Parfois, il gagnait un peu d’argent, parfois non. Pourtant, il y avait un revenu modeste.
Pendant ce temps, le temps s’est progressivement réchauffé. Ils passaient chaque jour à se prélasser au soleil ou à se promener, ils ne remarquaient donc pas le changement de temps. Au moment où il s’en rendit compte, il faisait déjà assez chaud pour ne porter qu’une seule couche de vêtements à la maison sans avoir froid.
Ce temps était parfait pour écouter des contes. Il y avait un salon de thé de l’autre côté de la rue qui organisait des séances de contes tous les après-midi.
Song You trouvait que les conteurs du salon de thé n’étaient pas aussi bons que ceux du théâtre, et que leurs histoires étaient souvent fragmentées et décousues, tandis que le prix était également plus élevé.

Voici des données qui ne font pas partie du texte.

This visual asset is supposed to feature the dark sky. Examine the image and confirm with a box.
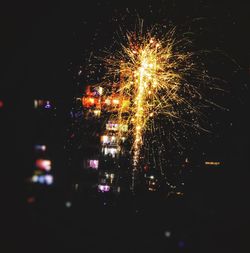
[0,0,250,179]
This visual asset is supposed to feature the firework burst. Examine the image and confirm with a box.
[101,23,211,173]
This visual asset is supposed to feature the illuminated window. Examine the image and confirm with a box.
[98,185,110,192]
[35,145,46,151]
[87,160,99,169]
[36,159,51,171]
[102,147,118,158]
[112,99,119,105]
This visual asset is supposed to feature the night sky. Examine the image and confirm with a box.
[0,0,250,253]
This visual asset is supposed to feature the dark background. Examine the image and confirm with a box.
[0,1,250,253]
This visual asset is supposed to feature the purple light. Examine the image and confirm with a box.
[44,101,51,109]
[178,241,185,248]
[98,184,110,192]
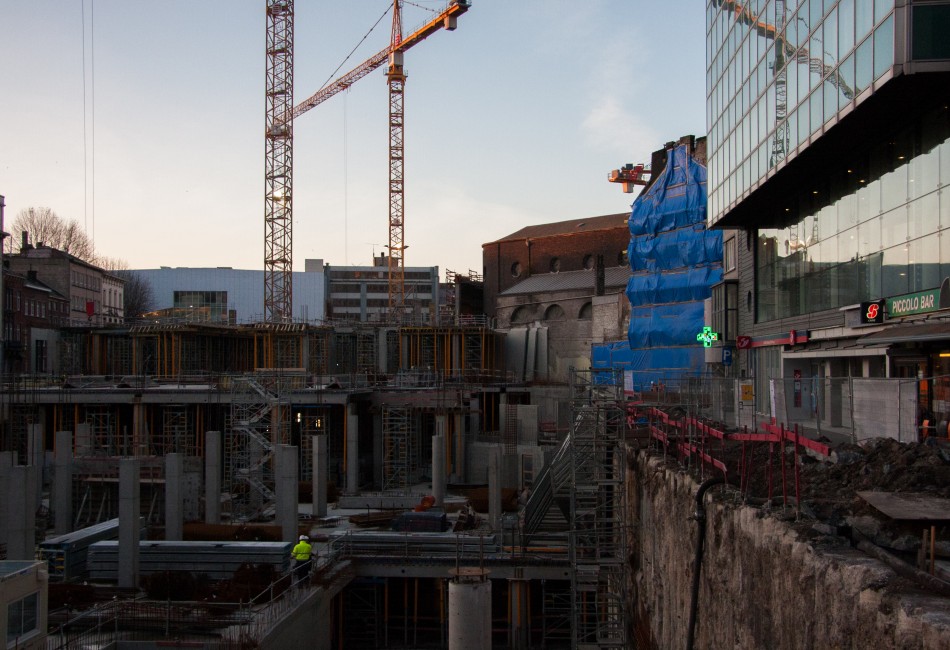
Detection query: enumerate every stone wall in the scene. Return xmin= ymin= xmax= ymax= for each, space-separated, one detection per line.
xmin=628 ymin=452 xmax=950 ymax=650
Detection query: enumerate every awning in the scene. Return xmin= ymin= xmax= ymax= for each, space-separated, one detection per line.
xmin=782 ymin=346 xmax=887 ymax=359
xmin=858 ymin=321 xmax=950 ymax=345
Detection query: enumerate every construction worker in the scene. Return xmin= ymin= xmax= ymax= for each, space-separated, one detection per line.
xmin=290 ymin=535 xmax=313 ymax=580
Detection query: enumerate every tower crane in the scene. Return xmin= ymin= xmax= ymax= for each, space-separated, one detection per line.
xmin=607 ymin=163 xmax=651 ymax=194
xmin=264 ymin=0 xmax=471 ymax=322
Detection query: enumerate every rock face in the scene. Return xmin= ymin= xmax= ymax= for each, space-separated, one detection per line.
xmin=627 ymin=452 xmax=950 ymax=650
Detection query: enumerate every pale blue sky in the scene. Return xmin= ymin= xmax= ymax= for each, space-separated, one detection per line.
xmin=0 ymin=0 xmax=705 ymax=274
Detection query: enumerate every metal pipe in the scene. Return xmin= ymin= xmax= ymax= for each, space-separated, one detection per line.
xmin=686 ymin=476 xmax=726 ymax=650
xmin=0 ymin=194 xmax=7 ymax=376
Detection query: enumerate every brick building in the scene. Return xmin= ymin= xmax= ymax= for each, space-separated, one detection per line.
xmin=7 ymin=241 xmax=125 ymax=327
xmin=482 ymin=212 xmax=630 ymax=316
xmin=3 ymin=271 xmax=69 ymax=373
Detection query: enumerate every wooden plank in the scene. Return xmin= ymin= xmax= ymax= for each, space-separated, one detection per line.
xmin=858 ymin=491 xmax=950 ymax=521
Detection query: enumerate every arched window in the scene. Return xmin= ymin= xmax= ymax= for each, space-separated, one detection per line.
xmin=544 ymin=305 xmax=565 ymax=320
xmin=511 ymin=305 xmax=531 ymax=323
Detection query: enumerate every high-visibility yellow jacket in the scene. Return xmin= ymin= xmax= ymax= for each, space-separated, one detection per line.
xmin=290 ymin=540 xmax=313 ymax=562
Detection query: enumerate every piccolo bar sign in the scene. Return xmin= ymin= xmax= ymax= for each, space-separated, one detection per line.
xmin=887 ymin=289 xmax=940 ymax=318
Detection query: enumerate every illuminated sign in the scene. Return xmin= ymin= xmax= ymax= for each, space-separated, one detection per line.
xmin=696 ymin=327 xmax=719 ymax=348
xmin=861 ymin=300 xmax=884 ymax=324
xmin=892 ymin=289 xmax=940 ymax=318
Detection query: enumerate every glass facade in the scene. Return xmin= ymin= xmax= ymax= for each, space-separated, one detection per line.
xmin=755 ymin=105 xmax=950 ymax=322
xmin=706 ymin=0 xmax=895 ymax=222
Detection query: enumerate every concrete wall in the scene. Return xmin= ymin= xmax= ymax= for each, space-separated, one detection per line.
xmin=0 ymin=561 xmax=48 ymax=650
xmin=260 ymin=589 xmax=332 ymax=650
xmin=628 ymin=454 xmax=950 ymax=650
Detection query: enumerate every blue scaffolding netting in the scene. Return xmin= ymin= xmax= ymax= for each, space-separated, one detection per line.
xmin=591 ymin=144 xmax=722 ymax=390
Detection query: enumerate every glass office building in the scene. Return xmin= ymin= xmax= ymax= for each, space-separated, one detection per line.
xmin=707 ymin=0 xmax=950 ymax=324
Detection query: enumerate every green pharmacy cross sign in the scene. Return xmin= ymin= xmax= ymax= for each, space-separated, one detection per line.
xmin=696 ymin=327 xmax=719 ymax=348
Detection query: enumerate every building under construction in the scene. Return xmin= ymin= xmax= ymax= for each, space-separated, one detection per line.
xmin=0 ymin=322 xmax=629 ymax=648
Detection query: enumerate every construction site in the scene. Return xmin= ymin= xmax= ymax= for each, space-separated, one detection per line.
xmin=0 ymin=0 xmax=950 ymax=650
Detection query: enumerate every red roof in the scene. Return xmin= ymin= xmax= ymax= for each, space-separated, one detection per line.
xmin=482 ymin=212 xmax=630 ymax=246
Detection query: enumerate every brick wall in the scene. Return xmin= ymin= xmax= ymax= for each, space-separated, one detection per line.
xmin=482 ymin=226 xmax=630 ymax=316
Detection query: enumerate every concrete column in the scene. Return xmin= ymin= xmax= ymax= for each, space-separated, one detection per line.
xmin=205 ymin=431 xmax=221 ymax=524
xmin=449 ymin=567 xmax=491 ymax=650
xmin=452 ymin=413 xmax=465 ymax=483
xmin=508 ymin=578 xmax=531 ymax=650
xmin=432 ymin=436 xmax=445 ymax=508
xmin=132 ymin=397 xmax=148 ymax=456
xmin=275 ymin=445 xmax=298 ymax=542
xmin=76 ymin=422 xmax=92 ymax=456
xmin=311 ymin=435 xmax=328 ymax=518
xmin=52 ymin=431 xmax=73 ymax=535
xmin=26 ymin=424 xmax=46 ymax=503
xmin=488 ymin=447 xmax=501 ymax=531
xmin=247 ymin=438 xmax=264 ymax=512
xmin=5 ymin=465 xmax=37 ymax=560
xmin=346 ymin=403 xmax=360 ymax=494
xmin=165 ymin=454 xmax=185 ymax=541
xmin=0 ymin=451 xmax=14 ymax=547
xmin=119 ymin=458 xmax=142 ymax=589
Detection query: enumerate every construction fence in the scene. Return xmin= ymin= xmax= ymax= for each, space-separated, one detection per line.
xmin=625 ymin=376 xmax=936 ymax=443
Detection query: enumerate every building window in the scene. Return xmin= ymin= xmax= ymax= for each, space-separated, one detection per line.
xmin=7 ymin=592 xmax=39 ymax=647
xmin=511 ymin=306 xmax=531 ymax=323
xmin=544 ymin=305 xmax=565 ymax=320
xmin=712 ymin=281 xmax=739 ymax=341
xmin=722 ymin=237 xmax=736 ymax=273
xmin=33 ymin=339 xmax=47 ymax=372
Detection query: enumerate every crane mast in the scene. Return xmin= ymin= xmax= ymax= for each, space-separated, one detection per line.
xmin=386 ymin=0 xmax=406 ymax=321
xmin=264 ymin=0 xmax=294 ymax=323
xmin=264 ymin=0 xmax=470 ymax=323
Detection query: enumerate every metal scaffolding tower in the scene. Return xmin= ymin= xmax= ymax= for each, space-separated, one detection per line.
xmin=462 ymin=327 xmax=487 ymax=370
xmin=356 ymin=328 xmax=377 ymax=373
xmin=224 ymin=373 xmax=291 ymax=521
xmin=383 ymin=406 xmax=415 ymax=490
xmin=386 ymin=0 xmax=406 ymax=319
xmin=264 ymin=0 xmax=294 ymax=323
xmin=161 ymin=404 xmax=195 ymax=456
xmin=308 ymin=329 xmax=331 ymax=375
xmin=86 ymin=406 xmax=119 ymax=456
xmin=569 ymin=370 xmax=628 ymax=650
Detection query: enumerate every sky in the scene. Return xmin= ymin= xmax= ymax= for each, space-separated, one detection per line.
xmin=0 ymin=0 xmax=706 ymax=276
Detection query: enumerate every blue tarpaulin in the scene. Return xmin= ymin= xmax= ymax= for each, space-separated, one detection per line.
xmin=591 ymin=139 xmax=722 ymax=383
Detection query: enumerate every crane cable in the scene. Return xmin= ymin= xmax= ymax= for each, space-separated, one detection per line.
xmin=320 ymin=5 xmax=392 ymax=90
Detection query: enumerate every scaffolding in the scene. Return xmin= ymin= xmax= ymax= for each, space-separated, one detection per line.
xmin=541 ymin=580 xmax=572 ymax=648
xmin=159 ymin=404 xmax=194 ymax=456
xmin=338 ymin=578 xmax=386 ymax=648
xmin=383 ymin=406 xmax=415 ymax=490
xmin=462 ymin=327 xmax=490 ymax=370
xmin=569 ymin=370 xmax=628 ymax=650
xmin=86 ymin=406 xmax=120 ymax=456
xmin=224 ymin=372 xmax=300 ymax=521
xmin=356 ymin=328 xmax=377 ymax=374
xmin=307 ymin=329 xmax=332 ymax=375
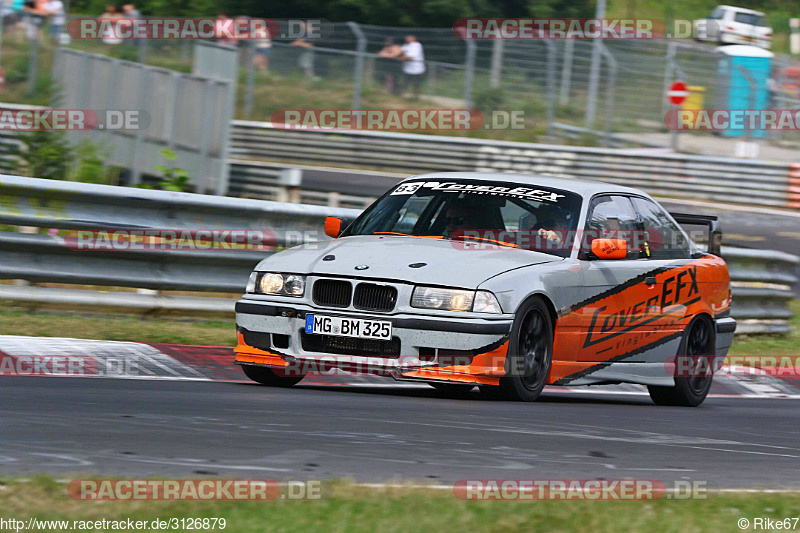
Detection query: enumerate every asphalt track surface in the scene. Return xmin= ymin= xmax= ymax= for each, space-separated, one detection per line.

Ainsi, il allait souvent au théâtre pour écouter à la place. Cependant, ce salon de thé était si proche du petit bâtiment loué qu’il était très tentant – il était juste de l’autre côté de la rue, à seulement quelques pas.
Il s’approcha, commanda une tasse de thé et s’assit. Le conteur n’était pas encore arrivé, mais il pouvait entendre les bavardages et les discussions des autres clients du salon de thé.
À la table voisine, il y avait quatre ou cinq personnes bien habillées, dont une personne de l’Ouest. C’était un témoignage de l’ouverture et de l’inclusivité de Changjing.
Il semblait qu’ils s’étaient donné rendez-vous ici pour prendre le thé. Ils se rassemblèrent, mirent leurs mains en guise de remerciements à celui qui les invitait, puis s’assirent et commandèrent les thés qu’ils aimaient. Certains choisirent du thé infusé, d’autres du thé en poudre. La personne de l’Ouest était particulière ; il a même spécifiquement appelé un expert en thé pour le servir, suggérant qu’il était un client régulier.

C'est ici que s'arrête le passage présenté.